On ne manquera pas de souligner l’extrême discrétion dont les dirigeants européens font preuve en évitant d’évoquer publiquement le fond du désaccord, au profit de discussions qui seraient « très compliquées ». Nous en saurons ainsi bien assez ! Car sur quoi porte-t-il donc de si inconvenant ? Sur la baisse des retraites des fonctionnaires et une augmentation de la TVA, la réforme de la législation du travail et celle des caisses d’assurance sociale, ainsi que sur l’accélération des privatisations…
C’est au nom de ces mesures et de leur prétendue rationalité économique que les dirigeants européens conduisent le gouvernement d’un pays de la zone euro à faire défaut, créant une situation qu’ils prétendent maitrisable mais dont ils ignorent dans la pratique les effets. Exprimant une exigence d’autant plus malvenue qu’elle repose sur une totale irrationalité quand ils prétendent créer ainsi les conditions du remboursement de la dette grecque. Elle correspond en réalité à une décision purement politique dont ses artisans sont comptables mais dont ils ne veulent pas prendre ouvertement la responsabilité.
Une nouvelle interrogation vient d’émerger : comme il est rapporté, le gouvernement grec prépare-t-il ou non un plan B – un défaut et des mesures de contrôle des capitaux, mais pas nécessairement une sortie de l’euro – ou s’agit-il d’un dernier coup de bluff destiné à faire monter la pression ? Que l’on en vienne à se poser une telle question illustre à la fois la grande incertitude qui prévaut et un incontestable désarroi. Il arrivait en effet en d’autres temps, lorsque deux pilotes d’avion de chasse entamaient la figure dénommée passe frontale, qu’aucun des deux ne se décidait à céder, entrainant les funestes conséquences que l’on devine.
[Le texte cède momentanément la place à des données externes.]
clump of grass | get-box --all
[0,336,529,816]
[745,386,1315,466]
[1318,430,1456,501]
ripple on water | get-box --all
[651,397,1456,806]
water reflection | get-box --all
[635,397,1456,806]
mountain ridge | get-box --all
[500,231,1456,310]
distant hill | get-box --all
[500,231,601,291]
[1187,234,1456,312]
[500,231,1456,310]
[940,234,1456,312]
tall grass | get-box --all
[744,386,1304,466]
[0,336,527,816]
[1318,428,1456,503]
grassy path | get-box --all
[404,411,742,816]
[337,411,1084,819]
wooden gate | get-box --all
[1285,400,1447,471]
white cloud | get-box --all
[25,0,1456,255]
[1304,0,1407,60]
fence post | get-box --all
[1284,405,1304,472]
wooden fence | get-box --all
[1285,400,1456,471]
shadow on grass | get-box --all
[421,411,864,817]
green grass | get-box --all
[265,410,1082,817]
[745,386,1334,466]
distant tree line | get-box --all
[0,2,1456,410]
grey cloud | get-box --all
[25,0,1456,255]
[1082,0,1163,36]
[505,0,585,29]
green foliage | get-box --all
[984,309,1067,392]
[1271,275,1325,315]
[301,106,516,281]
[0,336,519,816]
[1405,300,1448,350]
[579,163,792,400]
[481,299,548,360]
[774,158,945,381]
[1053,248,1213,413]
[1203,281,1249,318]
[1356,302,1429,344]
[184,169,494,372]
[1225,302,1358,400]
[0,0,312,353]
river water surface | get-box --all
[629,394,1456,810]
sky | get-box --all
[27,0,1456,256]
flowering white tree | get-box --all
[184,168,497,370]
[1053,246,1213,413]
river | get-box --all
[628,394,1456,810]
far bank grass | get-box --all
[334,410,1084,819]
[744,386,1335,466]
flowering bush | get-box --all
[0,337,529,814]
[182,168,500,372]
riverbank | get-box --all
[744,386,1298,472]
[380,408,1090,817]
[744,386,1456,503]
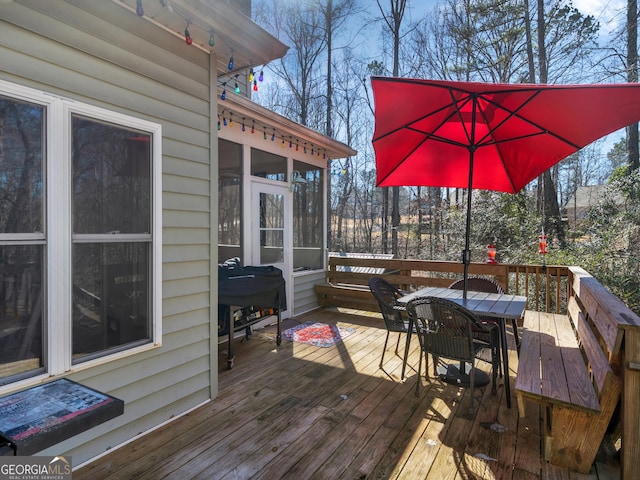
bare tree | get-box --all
[376,0,407,256]
[627,0,640,171]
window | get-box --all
[293,160,324,271]
[0,82,161,385]
[218,139,242,262]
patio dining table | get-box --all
[398,287,527,408]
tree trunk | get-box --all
[627,0,640,171]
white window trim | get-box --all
[0,80,162,394]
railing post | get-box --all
[621,328,640,480]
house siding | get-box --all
[0,0,217,465]
[293,270,326,316]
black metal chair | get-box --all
[407,297,500,412]
[369,277,411,380]
[449,277,520,354]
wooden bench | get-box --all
[314,253,508,312]
[515,268,622,473]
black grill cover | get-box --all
[218,266,287,310]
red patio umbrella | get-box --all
[371,77,640,298]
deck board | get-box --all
[74,309,619,480]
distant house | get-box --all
[0,0,355,465]
[566,185,620,226]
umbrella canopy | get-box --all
[371,77,640,193]
[371,77,640,298]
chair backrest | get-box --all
[369,277,407,332]
[407,297,486,363]
[449,277,504,293]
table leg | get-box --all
[499,318,511,408]
[400,317,412,380]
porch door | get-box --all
[251,182,292,316]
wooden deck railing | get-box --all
[315,254,640,480]
[318,254,569,313]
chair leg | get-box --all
[511,318,520,356]
[398,332,412,381]
[416,344,420,397]
[469,362,476,416]
[380,330,389,368]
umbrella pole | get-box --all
[462,99,478,300]
[462,173,473,300]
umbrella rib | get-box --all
[477,90,582,150]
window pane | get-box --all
[73,243,151,360]
[260,193,284,265]
[72,116,152,234]
[218,140,242,262]
[0,96,45,233]
[251,148,287,182]
[293,161,324,270]
[0,245,44,384]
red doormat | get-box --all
[282,322,356,348]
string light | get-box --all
[217,109,332,161]
[184,20,193,45]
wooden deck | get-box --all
[73,309,620,480]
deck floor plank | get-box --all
[74,309,619,480]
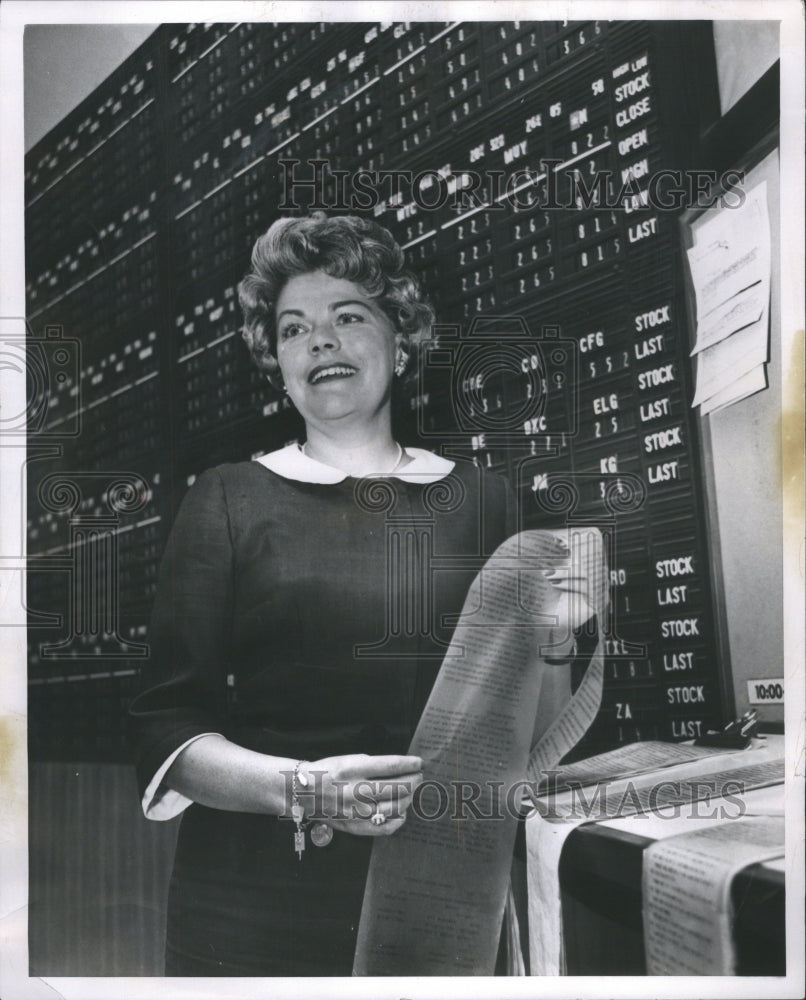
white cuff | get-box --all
[142,733,224,820]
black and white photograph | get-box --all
[0,0,806,1000]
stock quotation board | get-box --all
[26,21,731,759]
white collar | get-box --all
[255,444,455,483]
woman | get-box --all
[132,215,576,976]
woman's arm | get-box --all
[165,734,423,836]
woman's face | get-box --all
[276,271,400,423]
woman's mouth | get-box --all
[308,364,358,385]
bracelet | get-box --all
[291,760,308,861]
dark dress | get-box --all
[131,462,514,976]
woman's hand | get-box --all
[298,753,423,837]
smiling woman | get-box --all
[239,212,433,474]
[124,216,580,976]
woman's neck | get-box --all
[303,426,406,477]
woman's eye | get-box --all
[280,323,302,340]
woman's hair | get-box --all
[238,212,434,385]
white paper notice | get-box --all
[688,181,770,320]
[643,816,784,976]
[691,279,770,356]
[700,365,769,415]
[354,527,605,976]
[688,183,771,413]
[691,308,769,406]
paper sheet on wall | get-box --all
[700,365,769,415]
[354,527,606,975]
[691,306,769,406]
[688,181,770,320]
[642,816,784,976]
[688,182,771,413]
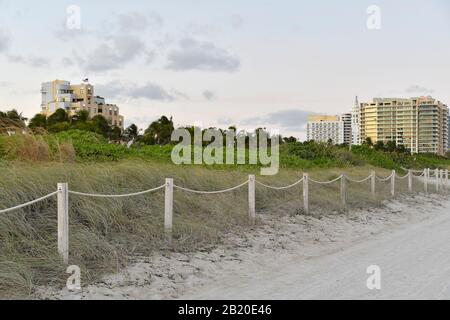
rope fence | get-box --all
[0,168,449,264]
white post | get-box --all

On devrait pourtant se souvenir que le FMI, qui ne tient pas plus que la BCE à être l’exécuteur des hautes œuvres, peut prendre son temps pour déclarer un défaut en octroyant un dernier délai de grâce de quelques semaines. Il n’y a décidément pas foule pour prendre ses responsabilités dans ce marigot, c’est le moins que l’on puisse dire. Serait-ce parce que nul ne veut y assumer les conséquences sociales d’une politique qui n’a d’autre objet que de gagner du temps, et d’autre résultat que de plonger encore plus dans la misère un pays européen en prétendant hypocritement l’aider ?
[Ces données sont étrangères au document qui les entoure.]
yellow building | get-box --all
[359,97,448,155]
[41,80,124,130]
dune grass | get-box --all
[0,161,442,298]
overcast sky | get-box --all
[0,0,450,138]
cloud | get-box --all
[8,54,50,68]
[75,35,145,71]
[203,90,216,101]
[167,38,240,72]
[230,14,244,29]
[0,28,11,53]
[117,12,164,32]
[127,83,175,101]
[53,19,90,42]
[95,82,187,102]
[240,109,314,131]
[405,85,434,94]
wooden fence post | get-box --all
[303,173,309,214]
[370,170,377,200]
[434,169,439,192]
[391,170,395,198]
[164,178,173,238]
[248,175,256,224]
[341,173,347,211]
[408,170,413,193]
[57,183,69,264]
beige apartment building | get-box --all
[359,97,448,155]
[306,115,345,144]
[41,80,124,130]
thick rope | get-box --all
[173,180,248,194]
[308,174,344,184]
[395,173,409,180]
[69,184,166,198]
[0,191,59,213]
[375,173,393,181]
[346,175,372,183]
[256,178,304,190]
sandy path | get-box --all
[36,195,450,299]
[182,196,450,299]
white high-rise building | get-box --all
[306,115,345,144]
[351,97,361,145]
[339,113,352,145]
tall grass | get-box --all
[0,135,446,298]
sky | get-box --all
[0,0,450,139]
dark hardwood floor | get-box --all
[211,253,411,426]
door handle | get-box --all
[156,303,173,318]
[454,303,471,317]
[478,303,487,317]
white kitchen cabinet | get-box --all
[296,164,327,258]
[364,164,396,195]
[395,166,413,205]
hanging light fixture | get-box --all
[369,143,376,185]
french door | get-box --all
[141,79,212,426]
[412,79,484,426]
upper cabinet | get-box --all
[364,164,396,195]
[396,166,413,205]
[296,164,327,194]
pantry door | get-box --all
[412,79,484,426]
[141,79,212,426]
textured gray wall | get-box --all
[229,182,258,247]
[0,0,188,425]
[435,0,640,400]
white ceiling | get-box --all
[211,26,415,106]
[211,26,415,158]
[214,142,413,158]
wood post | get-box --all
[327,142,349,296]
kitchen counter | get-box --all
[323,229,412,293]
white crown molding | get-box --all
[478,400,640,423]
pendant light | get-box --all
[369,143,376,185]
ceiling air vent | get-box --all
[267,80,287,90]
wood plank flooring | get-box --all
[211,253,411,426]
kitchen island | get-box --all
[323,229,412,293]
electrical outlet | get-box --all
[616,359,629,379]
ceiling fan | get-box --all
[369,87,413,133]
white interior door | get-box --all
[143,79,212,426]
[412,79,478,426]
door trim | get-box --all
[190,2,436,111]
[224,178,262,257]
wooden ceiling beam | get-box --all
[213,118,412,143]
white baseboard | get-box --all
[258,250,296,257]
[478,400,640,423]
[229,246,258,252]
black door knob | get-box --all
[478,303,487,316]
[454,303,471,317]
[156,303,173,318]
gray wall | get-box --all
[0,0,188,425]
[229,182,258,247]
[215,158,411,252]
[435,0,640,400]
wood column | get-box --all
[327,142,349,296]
En ne saisissant pas la main charitable qui leur est tendue et qui les a déjà gratifié d’une aumône de 245 milliards d’euros, ces Grecs ne sont pas reconnaissants ! Mais comment un pays qui pèse 2% du PIB européen a-t-il pu en arriver là, par ses seuls propres moyens, est une question laissée sans réponse… D’autres qui s’annoncent ne pourront pas être éludées : comment ce monstrueux prêt pourra-t-il être remboursé en cas de défaut ? quelles seront les conséquences sur l’endettement des pays prêteurs et signataires du Pacte fiscal de ceux qui les suivront ? le FMI sera-t-il en mesure de prendre le relais des États européens sans imposer ses contreparties traditionnelles, pour avoir reconnu que leurs effets avaient été mal estimés en Grèce ?
Accumulant les erreurs de calcul, nos édiles se sont pris les pieds dans les pédales.